# Frankenschwinn



## Rivnut (Sep 14, 2020)

A couple of months ago, I bought a 63 Schwinn Traveler off the local CL for $20.  I wanted the bow pedals and the S seat.  I was happy just to toss the rest.  Then I sold the S5 wheels and tires so now I'm ahead $$.  Prior to that I bought a Chinese Schwinn "beach cruiser" for a pair of tires and the rear rack.  The Chinese Schwinn came with the 2.125x26 tires but they were on a rim more the width of an S7. Hmmmmmm?  I've since put the alloy Chinese rims w/ coaster brake and a set of Kenda 1.75 tires on the lightweight Traveler frame.  Used the seat off the Chinese Schwinn and now have a really light in weight bike that isn't riding on skinny tires.  Has to be one of the easiest riding bikes I have.  Next step  will be to see if the Chinese rack will fit the frame.  Would not have believed I could put this together for $0 and have such a good riding bike.


----------



## GTs58 (Sep 14, 2020)

Interesting Chiwinn.

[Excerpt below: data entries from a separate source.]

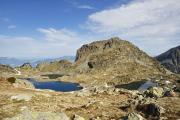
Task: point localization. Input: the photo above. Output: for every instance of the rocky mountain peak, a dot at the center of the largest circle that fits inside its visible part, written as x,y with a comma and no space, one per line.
171,59
99,46
118,58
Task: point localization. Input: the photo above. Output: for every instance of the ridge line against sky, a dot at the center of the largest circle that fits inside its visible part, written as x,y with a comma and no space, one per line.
42,29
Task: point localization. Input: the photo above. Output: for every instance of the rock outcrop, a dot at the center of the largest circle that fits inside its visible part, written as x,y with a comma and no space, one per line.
171,59
116,60
6,69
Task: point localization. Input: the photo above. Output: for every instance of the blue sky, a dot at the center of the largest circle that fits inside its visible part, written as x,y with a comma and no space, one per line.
53,28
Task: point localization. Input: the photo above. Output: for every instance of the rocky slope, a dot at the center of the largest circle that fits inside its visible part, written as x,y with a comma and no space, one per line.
171,59
5,69
117,61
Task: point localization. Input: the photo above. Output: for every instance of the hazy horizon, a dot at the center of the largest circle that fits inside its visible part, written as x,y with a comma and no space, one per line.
51,29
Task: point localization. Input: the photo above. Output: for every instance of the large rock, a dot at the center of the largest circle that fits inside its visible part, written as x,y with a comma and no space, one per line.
171,59
134,116
151,110
115,60
29,115
5,69
155,92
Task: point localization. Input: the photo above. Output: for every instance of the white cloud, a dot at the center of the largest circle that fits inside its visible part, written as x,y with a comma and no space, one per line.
11,26
54,43
4,19
86,7
62,36
153,25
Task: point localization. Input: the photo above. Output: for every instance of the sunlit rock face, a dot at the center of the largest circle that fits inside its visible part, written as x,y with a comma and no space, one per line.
171,59
118,58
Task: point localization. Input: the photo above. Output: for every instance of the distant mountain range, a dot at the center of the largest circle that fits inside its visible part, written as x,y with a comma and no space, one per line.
14,62
171,59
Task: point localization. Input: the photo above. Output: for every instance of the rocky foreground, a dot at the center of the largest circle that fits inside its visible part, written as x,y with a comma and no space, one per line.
110,72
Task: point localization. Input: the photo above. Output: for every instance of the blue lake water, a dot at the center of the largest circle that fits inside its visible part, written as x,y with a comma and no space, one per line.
56,85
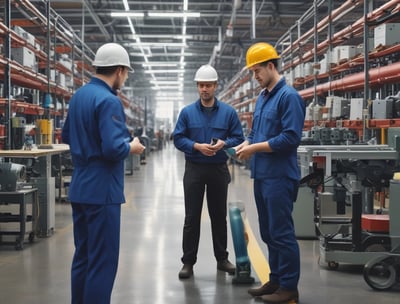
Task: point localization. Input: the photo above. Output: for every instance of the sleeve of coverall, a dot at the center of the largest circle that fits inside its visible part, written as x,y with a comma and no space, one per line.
113,131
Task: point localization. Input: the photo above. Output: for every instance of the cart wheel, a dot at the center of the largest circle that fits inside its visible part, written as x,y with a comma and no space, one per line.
332,265
19,244
380,274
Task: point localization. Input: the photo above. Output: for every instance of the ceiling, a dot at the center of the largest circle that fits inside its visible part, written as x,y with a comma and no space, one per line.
179,45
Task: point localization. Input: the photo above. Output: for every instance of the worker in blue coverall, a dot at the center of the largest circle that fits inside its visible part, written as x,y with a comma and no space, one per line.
99,143
204,128
278,120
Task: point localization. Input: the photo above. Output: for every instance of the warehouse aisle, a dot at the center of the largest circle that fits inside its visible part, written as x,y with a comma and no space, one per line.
150,255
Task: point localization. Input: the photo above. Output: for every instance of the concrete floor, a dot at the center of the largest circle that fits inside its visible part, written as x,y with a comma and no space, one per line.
152,222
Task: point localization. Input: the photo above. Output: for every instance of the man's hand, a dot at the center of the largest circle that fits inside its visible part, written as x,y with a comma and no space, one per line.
209,149
136,146
244,151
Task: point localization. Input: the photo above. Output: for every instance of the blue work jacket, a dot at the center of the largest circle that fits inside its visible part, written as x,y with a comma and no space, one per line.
278,119
196,124
96,132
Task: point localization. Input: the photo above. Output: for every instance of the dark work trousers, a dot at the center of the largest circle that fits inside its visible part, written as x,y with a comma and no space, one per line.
274,200
95,262
198,179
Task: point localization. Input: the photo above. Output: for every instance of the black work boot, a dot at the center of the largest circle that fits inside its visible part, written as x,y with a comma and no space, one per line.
267,288
282,296
226,266
186,271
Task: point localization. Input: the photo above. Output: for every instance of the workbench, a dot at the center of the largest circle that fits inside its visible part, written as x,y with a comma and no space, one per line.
22,198
45,183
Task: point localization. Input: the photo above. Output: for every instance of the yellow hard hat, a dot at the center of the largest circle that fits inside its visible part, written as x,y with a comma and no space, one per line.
260,52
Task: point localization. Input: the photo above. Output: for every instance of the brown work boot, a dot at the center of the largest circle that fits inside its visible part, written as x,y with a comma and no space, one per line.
186,271
282,295
267,288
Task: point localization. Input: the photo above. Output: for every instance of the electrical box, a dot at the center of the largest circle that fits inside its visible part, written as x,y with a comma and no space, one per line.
24,56
382,109
344,52
387,34
24,34
356,108
340,108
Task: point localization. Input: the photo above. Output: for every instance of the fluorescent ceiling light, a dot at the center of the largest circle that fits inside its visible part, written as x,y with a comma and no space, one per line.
156,14
161,36
164,71
166,88
174,14
160,63
127,14
162,82
161,44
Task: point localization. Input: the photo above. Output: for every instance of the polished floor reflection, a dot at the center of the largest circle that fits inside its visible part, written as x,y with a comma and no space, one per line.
150,255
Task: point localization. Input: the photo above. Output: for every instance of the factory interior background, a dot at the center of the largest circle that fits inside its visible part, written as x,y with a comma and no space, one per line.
343,57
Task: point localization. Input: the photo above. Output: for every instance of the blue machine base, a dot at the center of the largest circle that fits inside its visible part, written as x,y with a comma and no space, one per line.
243,266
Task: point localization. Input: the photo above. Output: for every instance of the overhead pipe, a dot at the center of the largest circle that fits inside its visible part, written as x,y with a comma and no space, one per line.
354,30
377,76
236,5
336,14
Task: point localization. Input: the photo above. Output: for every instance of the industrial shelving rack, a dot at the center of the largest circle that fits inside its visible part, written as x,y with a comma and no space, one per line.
372,72
62,64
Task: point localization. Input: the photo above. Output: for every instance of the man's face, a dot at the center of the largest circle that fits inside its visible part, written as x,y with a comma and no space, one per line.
206,90
263,74
122,76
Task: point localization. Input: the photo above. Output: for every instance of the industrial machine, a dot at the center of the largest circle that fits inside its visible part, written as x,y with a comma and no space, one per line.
12,176
383,271
243,265
351,185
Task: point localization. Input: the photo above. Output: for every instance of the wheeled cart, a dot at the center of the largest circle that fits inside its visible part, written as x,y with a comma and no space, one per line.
14,221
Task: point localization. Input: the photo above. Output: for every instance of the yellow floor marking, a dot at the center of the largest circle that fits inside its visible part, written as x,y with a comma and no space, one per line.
257,258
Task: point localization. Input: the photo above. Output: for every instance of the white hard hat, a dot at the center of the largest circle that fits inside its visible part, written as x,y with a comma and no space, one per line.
206,73
111,54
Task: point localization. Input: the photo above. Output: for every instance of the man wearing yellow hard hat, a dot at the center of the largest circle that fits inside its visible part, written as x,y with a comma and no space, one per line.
272,144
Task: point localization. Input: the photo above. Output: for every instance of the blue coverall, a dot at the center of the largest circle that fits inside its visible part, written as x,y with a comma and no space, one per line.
278,119
199,124
99,142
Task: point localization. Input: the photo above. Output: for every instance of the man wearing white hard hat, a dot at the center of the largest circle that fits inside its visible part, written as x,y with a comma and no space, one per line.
204,128
99,142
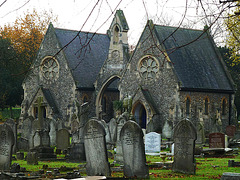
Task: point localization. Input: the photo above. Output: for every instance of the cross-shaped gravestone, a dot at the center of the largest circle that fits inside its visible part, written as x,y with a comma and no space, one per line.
40,113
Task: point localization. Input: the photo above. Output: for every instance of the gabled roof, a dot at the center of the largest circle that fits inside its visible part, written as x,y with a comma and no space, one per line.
85,55
50,100
150,100
122,20
197,65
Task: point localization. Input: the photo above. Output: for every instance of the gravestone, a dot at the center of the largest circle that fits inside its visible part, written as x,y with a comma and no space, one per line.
77,152
13,125
63,139
167,130
113,129
216,140
75,137
45,138
6,145
23,144
134,158
119,155
53,132
108,135
27,131
231,130
95,149
184,143
74,126
152,143
32,158
37,139
200,133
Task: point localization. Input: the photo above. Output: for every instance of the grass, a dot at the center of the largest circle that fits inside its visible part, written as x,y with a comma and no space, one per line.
206,168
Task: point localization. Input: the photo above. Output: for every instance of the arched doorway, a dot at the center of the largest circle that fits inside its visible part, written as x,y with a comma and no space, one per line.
140,115
104,102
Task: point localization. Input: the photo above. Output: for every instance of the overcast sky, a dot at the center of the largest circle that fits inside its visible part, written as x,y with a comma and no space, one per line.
73,13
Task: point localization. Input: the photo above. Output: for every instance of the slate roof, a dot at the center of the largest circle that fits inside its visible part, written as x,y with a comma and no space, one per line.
150,100
197,65
50,100
122,19
85,60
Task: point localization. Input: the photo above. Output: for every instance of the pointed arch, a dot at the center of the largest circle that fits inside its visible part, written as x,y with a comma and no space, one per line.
206,105
224,106
140,114
116,31
188,104
100,94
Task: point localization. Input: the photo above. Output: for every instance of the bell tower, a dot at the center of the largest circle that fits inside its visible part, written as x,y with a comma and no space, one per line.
118,49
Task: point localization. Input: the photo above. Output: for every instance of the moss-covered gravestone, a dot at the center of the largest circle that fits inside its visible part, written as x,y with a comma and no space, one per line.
134,158
95,149
184,144
6,145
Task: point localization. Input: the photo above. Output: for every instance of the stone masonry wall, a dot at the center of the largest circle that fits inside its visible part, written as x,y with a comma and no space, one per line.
163,88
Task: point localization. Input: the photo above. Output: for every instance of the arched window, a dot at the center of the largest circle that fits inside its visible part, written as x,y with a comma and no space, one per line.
35,112
206,106
85,98
104,104
116,35
188,101
224,106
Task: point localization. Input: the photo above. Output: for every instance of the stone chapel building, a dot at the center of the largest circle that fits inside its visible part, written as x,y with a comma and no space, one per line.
173,74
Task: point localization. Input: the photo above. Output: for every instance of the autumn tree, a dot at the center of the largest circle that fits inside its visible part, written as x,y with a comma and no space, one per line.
27,33
10,84
19,44
232,24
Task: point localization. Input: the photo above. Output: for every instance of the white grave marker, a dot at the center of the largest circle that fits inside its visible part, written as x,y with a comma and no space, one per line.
153,143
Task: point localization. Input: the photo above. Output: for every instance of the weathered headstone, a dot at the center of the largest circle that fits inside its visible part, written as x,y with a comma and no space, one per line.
200,133
216,140
77,152
20,155
184,143
113,129
45,138
23,144
153,143
32,158
13,125
63,139
37,139
108,135
53,132
231,130
74,126
95,149
75,137
6,145
27,131
119,155
134,158
167,130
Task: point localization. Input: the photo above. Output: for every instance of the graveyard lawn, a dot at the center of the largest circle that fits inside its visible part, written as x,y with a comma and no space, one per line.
206,168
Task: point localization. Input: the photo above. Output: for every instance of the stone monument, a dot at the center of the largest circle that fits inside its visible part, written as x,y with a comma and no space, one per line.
6,145
134,158
95,149
153,143
184,144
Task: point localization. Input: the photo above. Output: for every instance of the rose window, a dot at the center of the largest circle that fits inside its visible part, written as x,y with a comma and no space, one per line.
50,69
148,68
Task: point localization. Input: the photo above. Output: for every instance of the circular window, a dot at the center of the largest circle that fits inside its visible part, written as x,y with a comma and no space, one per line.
148,68
50,68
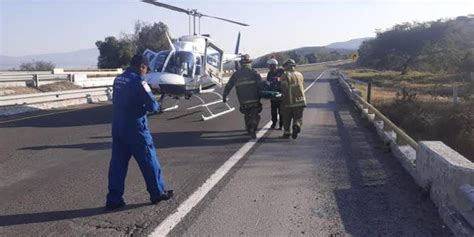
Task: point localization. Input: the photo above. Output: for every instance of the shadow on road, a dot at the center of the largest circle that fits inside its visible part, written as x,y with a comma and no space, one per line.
21,219
162,140
382,199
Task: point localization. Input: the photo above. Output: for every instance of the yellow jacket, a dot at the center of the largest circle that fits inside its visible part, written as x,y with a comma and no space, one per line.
292,88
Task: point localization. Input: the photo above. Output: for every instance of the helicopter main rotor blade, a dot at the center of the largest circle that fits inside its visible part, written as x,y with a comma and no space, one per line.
170,7
223,19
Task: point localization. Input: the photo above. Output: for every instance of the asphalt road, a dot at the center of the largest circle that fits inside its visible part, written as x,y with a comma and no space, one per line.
336,179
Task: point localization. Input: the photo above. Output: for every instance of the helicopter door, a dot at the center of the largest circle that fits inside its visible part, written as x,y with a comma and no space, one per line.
213,57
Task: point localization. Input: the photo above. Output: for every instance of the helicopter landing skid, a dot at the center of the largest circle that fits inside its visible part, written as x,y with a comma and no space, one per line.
206,105
170,108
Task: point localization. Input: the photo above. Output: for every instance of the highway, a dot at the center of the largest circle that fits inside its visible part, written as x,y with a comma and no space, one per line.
336,179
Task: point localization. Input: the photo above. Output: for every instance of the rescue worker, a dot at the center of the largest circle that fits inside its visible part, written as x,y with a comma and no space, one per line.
247,84
294,100
273,78
131,137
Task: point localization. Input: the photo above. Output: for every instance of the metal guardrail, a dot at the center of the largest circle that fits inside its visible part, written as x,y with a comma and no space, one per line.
402,137
13,100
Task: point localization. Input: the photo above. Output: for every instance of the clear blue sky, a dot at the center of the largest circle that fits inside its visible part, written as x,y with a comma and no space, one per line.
51,26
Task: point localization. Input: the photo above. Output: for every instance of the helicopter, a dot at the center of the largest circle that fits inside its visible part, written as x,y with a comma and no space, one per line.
193,65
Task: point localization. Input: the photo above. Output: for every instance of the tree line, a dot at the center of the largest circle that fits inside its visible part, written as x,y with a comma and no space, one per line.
445,45
117,52
305,55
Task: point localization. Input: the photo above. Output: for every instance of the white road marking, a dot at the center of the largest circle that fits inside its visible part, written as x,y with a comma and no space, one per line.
167,225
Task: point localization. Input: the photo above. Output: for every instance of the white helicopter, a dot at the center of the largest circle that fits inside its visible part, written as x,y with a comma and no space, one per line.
192,66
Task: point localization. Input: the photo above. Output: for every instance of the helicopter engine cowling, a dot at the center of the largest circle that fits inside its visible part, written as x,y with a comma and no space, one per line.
167,83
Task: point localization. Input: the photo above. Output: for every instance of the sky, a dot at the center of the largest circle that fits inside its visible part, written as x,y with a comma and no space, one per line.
52,26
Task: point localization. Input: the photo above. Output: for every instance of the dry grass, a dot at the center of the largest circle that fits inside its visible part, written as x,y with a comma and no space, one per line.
22,90
59,86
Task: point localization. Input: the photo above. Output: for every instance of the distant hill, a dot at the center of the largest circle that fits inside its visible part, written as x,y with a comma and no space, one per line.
350,44
86,58
445,45
305,55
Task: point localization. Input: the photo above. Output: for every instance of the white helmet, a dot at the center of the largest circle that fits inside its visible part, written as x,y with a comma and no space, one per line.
272,61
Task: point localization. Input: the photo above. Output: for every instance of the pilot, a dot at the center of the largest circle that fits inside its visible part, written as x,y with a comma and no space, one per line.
273,78
247,84
131,137
294,100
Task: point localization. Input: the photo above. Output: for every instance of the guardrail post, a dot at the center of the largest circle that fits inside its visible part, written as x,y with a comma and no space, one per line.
455,94
369,91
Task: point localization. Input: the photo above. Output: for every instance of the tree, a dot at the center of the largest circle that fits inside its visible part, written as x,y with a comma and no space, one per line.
115,53
37,66
468,62
151,36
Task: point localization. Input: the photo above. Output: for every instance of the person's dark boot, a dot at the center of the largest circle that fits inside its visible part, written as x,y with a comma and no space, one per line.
253,134
114,206
296,130
285,136
167,195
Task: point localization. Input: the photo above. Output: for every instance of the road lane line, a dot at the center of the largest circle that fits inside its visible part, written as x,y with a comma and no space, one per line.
47,114
168,224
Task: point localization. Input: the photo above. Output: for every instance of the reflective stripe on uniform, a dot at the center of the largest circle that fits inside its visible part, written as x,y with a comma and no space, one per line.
249,101
245,82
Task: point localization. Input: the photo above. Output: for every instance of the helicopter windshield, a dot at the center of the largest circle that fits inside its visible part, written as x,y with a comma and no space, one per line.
160,60
181,63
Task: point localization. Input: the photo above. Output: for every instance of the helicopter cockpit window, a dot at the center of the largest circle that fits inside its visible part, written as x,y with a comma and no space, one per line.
213,57
198,66
160,60
181,63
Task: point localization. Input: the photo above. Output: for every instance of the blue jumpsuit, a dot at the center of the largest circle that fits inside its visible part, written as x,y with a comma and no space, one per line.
132,99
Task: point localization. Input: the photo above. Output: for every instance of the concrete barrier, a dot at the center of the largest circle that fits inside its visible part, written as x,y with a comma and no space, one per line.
444,173
449,177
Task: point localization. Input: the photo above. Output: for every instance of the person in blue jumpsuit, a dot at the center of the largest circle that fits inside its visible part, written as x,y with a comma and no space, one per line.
132,99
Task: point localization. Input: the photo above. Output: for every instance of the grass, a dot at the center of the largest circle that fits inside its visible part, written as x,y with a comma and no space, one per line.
421,104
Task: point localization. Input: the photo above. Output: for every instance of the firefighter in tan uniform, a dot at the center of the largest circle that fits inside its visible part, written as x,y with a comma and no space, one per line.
294,100
247,84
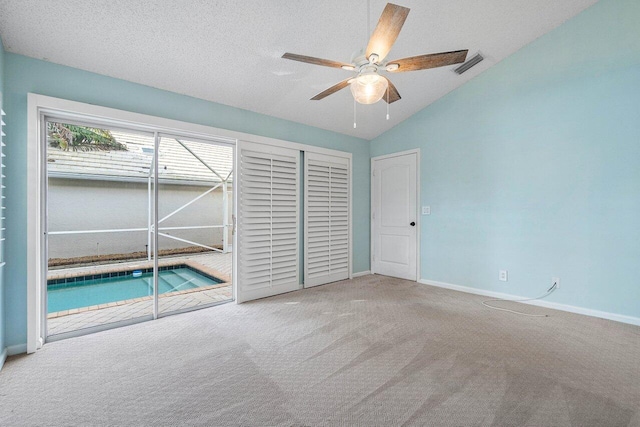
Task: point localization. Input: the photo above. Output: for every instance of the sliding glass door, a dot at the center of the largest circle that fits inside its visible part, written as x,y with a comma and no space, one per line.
99,263
195,200
138,225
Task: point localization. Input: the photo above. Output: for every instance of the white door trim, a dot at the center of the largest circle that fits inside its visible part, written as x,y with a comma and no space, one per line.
415,151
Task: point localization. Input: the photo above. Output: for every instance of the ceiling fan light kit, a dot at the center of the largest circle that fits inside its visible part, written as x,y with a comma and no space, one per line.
368,87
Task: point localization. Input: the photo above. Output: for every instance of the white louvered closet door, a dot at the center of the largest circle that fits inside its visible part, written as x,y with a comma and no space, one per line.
326,228
268,221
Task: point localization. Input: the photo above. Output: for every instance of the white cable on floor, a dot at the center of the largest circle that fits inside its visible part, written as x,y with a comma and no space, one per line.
549,291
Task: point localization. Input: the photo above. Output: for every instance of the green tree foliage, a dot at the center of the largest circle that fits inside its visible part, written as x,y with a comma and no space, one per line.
81,138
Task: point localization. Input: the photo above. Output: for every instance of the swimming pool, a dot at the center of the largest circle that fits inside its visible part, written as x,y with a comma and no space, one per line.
85,291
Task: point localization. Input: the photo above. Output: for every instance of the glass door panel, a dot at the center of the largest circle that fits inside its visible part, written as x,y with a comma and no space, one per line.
99,214
195,200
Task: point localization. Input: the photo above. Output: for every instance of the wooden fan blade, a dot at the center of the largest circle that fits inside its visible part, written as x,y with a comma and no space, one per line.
433,60
332,89
315,61
391,95
387,30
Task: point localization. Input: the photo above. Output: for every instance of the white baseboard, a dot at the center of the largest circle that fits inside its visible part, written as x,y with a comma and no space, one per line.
12,350
361,273
540,303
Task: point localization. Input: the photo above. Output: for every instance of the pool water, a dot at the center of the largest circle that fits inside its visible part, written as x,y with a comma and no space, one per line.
93,291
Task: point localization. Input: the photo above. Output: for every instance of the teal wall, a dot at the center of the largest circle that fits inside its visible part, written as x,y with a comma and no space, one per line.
24,75
534,167
2,311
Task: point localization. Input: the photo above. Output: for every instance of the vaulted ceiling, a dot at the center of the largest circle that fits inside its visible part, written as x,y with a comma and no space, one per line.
230,51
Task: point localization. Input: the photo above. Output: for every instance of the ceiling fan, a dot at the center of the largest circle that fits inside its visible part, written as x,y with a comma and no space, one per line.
368,86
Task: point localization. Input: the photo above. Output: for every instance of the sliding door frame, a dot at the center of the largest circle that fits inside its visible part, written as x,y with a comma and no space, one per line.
40,106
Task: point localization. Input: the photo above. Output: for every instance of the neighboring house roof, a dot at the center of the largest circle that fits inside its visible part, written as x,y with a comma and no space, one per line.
176,164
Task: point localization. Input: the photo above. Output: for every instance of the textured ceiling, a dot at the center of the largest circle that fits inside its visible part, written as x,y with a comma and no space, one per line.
229,51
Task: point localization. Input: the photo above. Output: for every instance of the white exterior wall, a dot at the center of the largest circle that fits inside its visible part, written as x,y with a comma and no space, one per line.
75,205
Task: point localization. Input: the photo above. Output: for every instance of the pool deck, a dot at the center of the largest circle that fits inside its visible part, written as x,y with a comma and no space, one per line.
215,264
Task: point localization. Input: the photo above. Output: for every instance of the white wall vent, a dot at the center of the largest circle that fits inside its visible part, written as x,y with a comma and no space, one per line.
470,63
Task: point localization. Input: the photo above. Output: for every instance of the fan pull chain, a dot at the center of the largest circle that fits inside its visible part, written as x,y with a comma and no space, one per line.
388,103
354,113
368,21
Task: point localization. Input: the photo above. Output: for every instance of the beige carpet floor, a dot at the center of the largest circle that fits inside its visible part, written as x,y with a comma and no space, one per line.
373,351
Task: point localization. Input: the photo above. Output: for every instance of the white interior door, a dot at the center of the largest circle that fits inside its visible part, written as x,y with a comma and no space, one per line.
394,216
268,223
326,227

Those tires sure won't rub the fenders. I'd sell the fenders and make it a Beach Cruiser.


----------



## Rivnut (Sep 14, 2020)

No beaches in Shawnee, Kansas.  I did originally have no fenders on the bike but I rode it once when the pavement was still damp.


----------



## Tim the Skid (Sep 17, 2020)

It's fun to cobble a bike together from random parts. I do it all the time. You're right, sometimes they turn out to be great riders.


----------



## Rivnut (Sep 21, 2020)

Not much going on today so I thought about what @GTs58 said about the fenders. I normally  don't ride on wet pavement so I took the fenders off.  While I was at it, I swapped seats and pedals, and put on the rack that came on the Chinese Schwinn. A little different look but it rides the same.


----------